We discussed what each goal must include and decided upon the following: an action or accomplishment, a measurable result, a target date for accomplishment, and agreement by those involved (supervisor and supervisee). Once we had established the skeleton of how we wanted the goals structured, my manager mentioned she had once been in a workshop and they had used an acronym that might be useful. She said the goals should be SMART: specific, measurable, attainable, realistic, and time-constrained. We took this acronym and defined each piece to reduce the possibility of misunderstanding what we were after. (See sidebar.)
Specific: precise, definite, particular
Measurable: can be quantified and compared to a standard
Attainable: can be achieved or accomplished
Realistic: can actually happen
Time Constrained: with a designated time to accomplish it
I believe that goals, in order to have the best chance of being accomplished, need to be developed by the person who will be responsible for achieving them. You are less likely to have a conflict with goals that you have been integral in establishing. I also know that each individual may not understand what the priorities of her department are and how they feed into the larger organization's goals.
We determined that the best approach was for me to meet with each manager and discuss the organization's needs and how his department could be part of meeting those needs. Then I asked each manager to write up a set of three or four goals with the organization's priorities in mind. After a couple of rounds of my critiquing each manager's goals, we had established a very solid set of goals for each department (which, if accomplished, would drive the organization forward).
Once these goals were set, I put a value on each goal (totaling 100 percent) to give the manager clear direction on the organization's priorities. So, for a department that had been achieving strong sales but weaker margin and labor, I might value their sales goal at 20 percent, margin goal at 35 percent, labor goal at 30 percent and a goal on executing all their staff reviews on time at 15 percent. Since we attached bonuses to goal achievement (I will not go into that detail here), and all had to achieve a minimum percent to be able to receive a bonus, everyone understood what needed to be done.
Assuming many of you do not use a system with bonuses based upon specific performance criteria, you can nevertheless weight the goals to use in the annual review process, establishing a minimum percent of goal achievement as necessary to receive a favorable review.
Having established the goals, we determined that each goal should have a bullet-pointed action plan developed by managers with their teams. (Each manager was to share the goals with the team and get the team involved in accomplishing the goals.) I asked for a monthly written update, which was their goal and tactical plan, with a line about where they were with implementing each tactic. With each update, they used the same paper and updated their tactical achievement on it.

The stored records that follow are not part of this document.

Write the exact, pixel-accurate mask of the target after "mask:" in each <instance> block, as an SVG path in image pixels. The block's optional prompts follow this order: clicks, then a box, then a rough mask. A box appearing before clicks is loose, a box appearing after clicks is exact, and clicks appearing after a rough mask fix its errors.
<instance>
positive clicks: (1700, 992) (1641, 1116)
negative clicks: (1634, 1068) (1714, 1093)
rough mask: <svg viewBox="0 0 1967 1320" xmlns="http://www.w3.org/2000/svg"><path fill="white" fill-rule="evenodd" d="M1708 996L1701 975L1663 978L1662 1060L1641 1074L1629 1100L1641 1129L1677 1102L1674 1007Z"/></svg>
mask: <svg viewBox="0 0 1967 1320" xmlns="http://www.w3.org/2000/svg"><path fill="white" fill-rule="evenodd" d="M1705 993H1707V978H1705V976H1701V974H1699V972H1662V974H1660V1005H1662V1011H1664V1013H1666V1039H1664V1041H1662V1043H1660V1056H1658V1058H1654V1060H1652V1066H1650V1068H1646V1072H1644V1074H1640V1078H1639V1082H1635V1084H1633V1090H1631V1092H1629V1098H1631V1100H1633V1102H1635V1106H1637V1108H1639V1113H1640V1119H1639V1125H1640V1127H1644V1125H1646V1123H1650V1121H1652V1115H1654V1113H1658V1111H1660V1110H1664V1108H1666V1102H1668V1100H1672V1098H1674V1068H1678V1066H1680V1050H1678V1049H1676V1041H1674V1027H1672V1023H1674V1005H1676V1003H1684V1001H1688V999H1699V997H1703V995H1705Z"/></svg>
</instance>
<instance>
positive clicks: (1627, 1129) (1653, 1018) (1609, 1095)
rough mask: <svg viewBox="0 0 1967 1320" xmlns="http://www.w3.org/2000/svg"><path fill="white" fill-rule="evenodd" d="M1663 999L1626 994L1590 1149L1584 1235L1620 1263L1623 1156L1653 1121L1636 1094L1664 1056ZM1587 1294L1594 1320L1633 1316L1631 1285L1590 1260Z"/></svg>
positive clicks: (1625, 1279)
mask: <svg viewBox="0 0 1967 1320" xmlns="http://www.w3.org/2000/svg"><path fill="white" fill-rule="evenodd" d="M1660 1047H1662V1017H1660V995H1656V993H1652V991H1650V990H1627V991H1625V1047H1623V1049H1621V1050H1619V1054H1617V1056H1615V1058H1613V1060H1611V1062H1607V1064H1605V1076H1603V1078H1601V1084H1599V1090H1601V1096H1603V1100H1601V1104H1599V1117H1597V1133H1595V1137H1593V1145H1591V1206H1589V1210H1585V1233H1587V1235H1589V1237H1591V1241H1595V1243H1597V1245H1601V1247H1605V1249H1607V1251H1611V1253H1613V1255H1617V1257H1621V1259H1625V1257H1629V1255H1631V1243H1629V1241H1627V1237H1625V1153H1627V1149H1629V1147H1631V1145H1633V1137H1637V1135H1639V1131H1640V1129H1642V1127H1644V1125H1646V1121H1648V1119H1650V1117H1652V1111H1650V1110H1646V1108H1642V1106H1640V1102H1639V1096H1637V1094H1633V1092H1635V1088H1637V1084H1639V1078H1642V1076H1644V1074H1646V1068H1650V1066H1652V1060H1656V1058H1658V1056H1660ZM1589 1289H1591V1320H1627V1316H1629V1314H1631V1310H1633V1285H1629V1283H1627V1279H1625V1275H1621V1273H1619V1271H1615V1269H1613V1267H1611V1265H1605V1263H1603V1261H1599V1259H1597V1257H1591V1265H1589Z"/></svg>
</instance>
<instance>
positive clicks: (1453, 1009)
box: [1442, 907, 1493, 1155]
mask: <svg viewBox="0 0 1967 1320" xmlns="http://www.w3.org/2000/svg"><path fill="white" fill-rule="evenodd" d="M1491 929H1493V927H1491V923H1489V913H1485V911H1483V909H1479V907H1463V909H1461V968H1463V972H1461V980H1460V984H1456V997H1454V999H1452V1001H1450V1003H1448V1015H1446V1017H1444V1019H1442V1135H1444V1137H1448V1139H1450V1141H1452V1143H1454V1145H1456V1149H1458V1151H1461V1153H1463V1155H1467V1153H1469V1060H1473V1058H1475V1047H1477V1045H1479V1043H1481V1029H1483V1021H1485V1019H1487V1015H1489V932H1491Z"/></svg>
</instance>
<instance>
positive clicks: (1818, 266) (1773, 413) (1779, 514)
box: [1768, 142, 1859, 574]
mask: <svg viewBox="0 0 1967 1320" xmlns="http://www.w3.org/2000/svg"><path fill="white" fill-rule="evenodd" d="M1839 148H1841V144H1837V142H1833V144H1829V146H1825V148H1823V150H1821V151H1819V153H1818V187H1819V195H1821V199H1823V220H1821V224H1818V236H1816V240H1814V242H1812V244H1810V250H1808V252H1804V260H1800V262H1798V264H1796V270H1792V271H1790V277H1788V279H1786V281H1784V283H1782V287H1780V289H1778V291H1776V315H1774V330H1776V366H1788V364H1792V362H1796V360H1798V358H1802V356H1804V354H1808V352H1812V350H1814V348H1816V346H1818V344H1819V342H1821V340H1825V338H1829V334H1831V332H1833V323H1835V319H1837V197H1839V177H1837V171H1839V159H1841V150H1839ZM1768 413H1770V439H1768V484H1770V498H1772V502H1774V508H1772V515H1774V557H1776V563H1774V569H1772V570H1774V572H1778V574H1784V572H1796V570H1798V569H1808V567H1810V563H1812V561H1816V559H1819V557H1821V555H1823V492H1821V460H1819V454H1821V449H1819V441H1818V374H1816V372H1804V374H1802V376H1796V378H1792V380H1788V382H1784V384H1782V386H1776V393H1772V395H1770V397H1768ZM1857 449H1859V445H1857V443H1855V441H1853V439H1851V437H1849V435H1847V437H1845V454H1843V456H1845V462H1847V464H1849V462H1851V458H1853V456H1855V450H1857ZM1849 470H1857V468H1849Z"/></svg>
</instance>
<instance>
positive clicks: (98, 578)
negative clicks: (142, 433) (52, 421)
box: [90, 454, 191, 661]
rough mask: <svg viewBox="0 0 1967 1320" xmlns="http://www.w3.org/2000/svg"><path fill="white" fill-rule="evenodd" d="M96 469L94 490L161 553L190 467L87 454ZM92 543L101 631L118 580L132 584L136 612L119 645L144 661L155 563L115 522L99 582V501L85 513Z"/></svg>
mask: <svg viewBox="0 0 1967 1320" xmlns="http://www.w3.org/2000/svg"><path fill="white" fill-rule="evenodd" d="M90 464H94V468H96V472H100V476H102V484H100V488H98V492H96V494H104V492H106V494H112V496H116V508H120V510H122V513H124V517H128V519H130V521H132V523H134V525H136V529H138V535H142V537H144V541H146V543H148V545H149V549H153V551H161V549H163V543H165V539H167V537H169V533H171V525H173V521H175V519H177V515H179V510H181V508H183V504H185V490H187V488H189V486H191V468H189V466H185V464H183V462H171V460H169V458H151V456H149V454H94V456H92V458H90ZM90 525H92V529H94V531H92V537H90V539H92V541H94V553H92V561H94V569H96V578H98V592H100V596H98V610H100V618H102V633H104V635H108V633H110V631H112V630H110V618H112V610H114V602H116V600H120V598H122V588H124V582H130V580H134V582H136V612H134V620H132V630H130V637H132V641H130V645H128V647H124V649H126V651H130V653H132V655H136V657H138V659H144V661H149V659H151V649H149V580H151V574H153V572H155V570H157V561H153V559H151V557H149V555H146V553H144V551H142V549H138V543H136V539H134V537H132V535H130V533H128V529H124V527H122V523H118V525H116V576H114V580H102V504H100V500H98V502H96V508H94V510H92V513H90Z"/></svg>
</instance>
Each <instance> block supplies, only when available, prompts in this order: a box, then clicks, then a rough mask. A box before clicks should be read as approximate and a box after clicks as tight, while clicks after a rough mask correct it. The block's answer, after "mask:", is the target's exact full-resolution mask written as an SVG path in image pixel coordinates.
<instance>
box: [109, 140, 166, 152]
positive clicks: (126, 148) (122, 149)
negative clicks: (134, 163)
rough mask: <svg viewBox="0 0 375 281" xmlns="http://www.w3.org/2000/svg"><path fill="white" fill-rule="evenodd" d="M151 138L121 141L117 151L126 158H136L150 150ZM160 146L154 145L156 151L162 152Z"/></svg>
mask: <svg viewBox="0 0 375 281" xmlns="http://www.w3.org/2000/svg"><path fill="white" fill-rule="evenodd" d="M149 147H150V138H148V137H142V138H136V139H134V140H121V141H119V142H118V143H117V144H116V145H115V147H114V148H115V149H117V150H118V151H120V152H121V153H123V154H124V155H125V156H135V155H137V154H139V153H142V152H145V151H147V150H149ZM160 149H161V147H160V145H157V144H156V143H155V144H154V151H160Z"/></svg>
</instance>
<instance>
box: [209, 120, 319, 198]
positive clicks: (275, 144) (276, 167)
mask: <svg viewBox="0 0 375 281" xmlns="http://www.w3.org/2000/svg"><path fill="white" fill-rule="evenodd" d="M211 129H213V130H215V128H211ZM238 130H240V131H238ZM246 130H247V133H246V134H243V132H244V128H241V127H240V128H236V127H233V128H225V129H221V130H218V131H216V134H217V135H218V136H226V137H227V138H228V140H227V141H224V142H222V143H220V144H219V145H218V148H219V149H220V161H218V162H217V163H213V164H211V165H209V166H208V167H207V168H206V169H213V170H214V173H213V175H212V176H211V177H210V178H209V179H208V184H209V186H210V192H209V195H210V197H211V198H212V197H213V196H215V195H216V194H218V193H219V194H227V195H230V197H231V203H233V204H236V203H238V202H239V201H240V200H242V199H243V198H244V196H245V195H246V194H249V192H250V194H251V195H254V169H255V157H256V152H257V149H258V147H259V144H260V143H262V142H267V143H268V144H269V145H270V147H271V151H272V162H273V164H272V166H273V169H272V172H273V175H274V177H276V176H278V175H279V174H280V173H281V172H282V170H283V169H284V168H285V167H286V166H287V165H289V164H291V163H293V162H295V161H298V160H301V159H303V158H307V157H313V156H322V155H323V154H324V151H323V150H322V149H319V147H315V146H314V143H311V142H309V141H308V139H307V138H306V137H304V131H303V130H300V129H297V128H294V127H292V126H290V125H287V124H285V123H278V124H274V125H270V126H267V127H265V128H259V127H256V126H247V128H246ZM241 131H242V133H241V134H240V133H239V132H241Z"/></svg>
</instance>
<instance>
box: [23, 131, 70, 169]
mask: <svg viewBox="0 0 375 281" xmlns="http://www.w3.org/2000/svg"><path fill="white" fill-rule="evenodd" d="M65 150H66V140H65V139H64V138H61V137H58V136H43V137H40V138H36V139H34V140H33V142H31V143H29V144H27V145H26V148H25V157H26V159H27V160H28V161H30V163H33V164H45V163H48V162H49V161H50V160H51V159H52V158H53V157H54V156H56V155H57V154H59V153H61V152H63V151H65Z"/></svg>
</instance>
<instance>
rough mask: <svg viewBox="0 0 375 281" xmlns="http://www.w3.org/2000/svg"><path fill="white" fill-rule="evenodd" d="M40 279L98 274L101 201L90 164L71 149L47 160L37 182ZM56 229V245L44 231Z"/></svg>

At times, our priorities may change or extraordinary events may create great difficulty (and perhaps inappropriateness) in maintaining the initial timeline. Sometimes the goal that was useful at one point in time is no longer useful six months down the road. Of course, it is important to remain flexible and renegotiate when appropriate.
But it is not appropriate to constantly move timelines back to make it easy on a manager who continually cannot meet them: perhaps the general manager is being told something very important in that situation. It is also extremely important for all staff to know how they are performing and not leave it up to their imaginations.
Once you have introduced this system, or another method for that matter, each use of it is an opportunity to improve it. If this is a new process for your co-op, consider a review after the first year to understand what worked well and what can be improved. I know all of our cooperatives are unique, and there may be slightly different approaches from one to another. However, establishing goals and monitoring performance should be basic for all.